Jan Lubarski: Rzeczne osoby prawne

Czy ochrona środowiska nabierze nowej jakości?

Publikacja: 21.03.2023 11:40

Jan Lubarski: Rzeczne osoby prawne

Foto: AdobeStock

Aktywiści środowiskowi coraz częściej upominają się o wprowadzenie nowej kategorii osób prawnych obejmującej rzeki. Najsłynniejszymi przykładami są personifikacje Whanganui w Nowej Zelandii oraz kanadyjskiej Magpie. Zorientowane środowiskowo media posyłają w świat te postulaty, ponieważ bardzo pozytywnie przemawia to do najczęściej lewicowo zorientowanych odbiorców. Oto rozwiązuje się problem przez przydanie podmiotowości, sugerując, że przez jej brak dochodzi do degradacji świata oraz moralnej niesprawiedliwości. To zgrabna zagrywka, bo uderza naraz w dwie struny: po pierwsze, podaje łatwe rozwiązanie złożonego problemu, a po drugie, bije w tony inkluzywności. Atrakcyjna, pod względem emocjonalnym, jest też personifikacja natury, bliska laickiej, skupionej na przyrodzie duchowości niektórych przedstawicieli nurtu ekologicznego.

Wciąż mówimy o rzece

W nauce prawa cywilnego wyróżnia się zasadniczo dwie grupy koncepcji osób prawnych. Według pomysłu F.C. von Savigny’ego osoba prawna nie może istnieć naprawdę – jest wyłącznie fikcją, pewnym zabiegiem myślowym przydatnym na potrzeby stanowienia i stosowania prawa. Są natomiast autorzy (wśród nich chociażby F. Zoll), według których osoba prawna jest realnie istniejącym bytem społecznym. Zgodnie z art. 33 kodeksu cywilnego osobami prawnymi są Skarb Państwa oraz jednostki organizacyjne, którym ustawa przyznaje osobowość prawną.

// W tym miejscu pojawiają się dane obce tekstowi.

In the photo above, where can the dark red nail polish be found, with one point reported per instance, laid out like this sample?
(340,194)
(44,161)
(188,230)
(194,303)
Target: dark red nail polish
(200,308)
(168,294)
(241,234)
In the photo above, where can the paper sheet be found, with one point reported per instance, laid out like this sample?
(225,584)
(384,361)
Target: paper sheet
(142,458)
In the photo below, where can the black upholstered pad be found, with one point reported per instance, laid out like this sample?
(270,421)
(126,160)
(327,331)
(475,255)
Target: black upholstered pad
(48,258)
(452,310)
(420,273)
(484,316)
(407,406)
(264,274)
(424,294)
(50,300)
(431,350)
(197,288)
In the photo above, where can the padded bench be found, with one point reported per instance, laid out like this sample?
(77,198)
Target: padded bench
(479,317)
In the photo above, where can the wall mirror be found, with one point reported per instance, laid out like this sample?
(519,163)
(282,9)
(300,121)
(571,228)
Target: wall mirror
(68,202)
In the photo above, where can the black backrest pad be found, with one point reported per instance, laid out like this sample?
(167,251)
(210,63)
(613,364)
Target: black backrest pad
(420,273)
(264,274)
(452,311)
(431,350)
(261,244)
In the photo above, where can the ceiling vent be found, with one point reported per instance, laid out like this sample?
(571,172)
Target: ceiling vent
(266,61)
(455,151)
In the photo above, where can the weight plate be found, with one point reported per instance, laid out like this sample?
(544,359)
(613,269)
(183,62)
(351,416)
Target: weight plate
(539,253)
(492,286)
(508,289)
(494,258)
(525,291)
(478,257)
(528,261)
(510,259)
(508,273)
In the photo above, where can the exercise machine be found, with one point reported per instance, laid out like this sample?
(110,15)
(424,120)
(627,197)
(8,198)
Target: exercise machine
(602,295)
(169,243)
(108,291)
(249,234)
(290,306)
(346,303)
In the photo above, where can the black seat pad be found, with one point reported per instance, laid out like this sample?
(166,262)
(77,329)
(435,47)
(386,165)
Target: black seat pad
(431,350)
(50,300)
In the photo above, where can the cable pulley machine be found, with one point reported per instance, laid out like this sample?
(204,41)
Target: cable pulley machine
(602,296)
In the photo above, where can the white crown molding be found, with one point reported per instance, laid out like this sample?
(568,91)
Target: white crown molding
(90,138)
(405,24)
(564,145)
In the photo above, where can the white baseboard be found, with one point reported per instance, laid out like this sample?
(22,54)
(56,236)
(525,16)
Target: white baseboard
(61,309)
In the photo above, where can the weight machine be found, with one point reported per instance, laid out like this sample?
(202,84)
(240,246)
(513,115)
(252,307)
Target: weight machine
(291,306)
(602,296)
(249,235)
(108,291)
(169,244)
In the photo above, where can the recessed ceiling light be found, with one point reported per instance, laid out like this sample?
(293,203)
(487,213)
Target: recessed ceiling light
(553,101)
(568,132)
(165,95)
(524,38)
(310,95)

Zasadniczym z punktu widzenia poznania istoty osobowości prawnej jest pojęcie jednostki organizacyjnej, która – jak twierdzi J. Frąckowiak, „służy – tak zresztą jak wszystkie konstrukcje prawne – regulacji stosunków pomiędzy ludźmi. Jest to więc podobnie jak norma prawna i stosunek prawny, stosunek społeczny pomiędzy ludźmi uregulowany przez prawo”. Konstrukcja osoby prawnej w polskim porządku prawnym ma więc charakter społeczny – jest ona uregulowaniem stosunków społecznych pomiędzy osobami: członkami struktur i organami z nich złożonych.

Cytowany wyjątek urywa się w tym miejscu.